漢方では「寒(かん)」の影響を受けやすく、体を温める力が弱りやすい時期と考えられています。

よくある症状

・手足の冷え

・しもやけ

・肩こり

・風邪をひきやすい

以前の「風邪の諸症状に「漢方」を取り入れてみませんか?喉の痛み・咳に効く漢方」にも記載していますが、冬に流行しやすい風邪の諸症状に漢方を取り入れやすいので、こちらの記事も参考にしてみてください。

対策

・首・手首・足首を温める

・適度な運動

・タンパク質を意識した食事

冷えやすい方は、体質に合わせた漢方相談も有効です。

漢方薬では、体を温め血行を整える「当帰芍薬散」や「八味地黄丸」などの処方が選ばれることがあります。

調剤薬局でできること

「どの漢方がいいかわからない」それが一番多いご相談です。

漢方は体質判断が重要です。
自己判断での長期服用はおすすめできません。

健栄の薬局では

・体質ヒアリング
・服薬中の薬との飲み合わせ確認
・生活改善アドバイス

が可能です。

漢方は“即効性の高いものとじわじわ効いてくるもの”があります。

過去の「処方箋・市販薬・漢方・サプリの違いをご紹介。」の記事内でも紹介しましたが、
漢方薬は、体全体のバランスを整える考え方に基づいて処方される薬です。
同じ症状でも体質や生活習慣によって選ばれる処方が異なる点が特徴です。

処方箋で出される漢方薬もあれば、市販で購入できる漢方薬もありますが、どちらも「薬」であることに変わりはありません。

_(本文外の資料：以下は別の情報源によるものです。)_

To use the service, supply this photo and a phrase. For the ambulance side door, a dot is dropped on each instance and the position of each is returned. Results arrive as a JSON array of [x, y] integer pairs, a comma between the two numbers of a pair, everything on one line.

体にやさしいイメージを持たれがちですが、体質に合わない場合は不調が出ることもあるため、薬剤師への相談が安心です。

季節の変化は避けられません。
しかし、体調管理は工夫できます。

・春は気の巡り
・夏は湿対策
・秋は乾燥ケア
・冬は冷え対策

季節ごとの養生を意識するだけでも、不調は軽減できます。
一度、体質に合った対策を見直してみることも大切です。

漢方の選び方や取り入れ方で迷ったときは、お近くの健栄の薬局へお気軽にご相談ください。
お一人おひとりの体質や生活に合わせたご提案を行っています。

無理に我慢せず、早めのケアを。
それが漢方養生の基本です。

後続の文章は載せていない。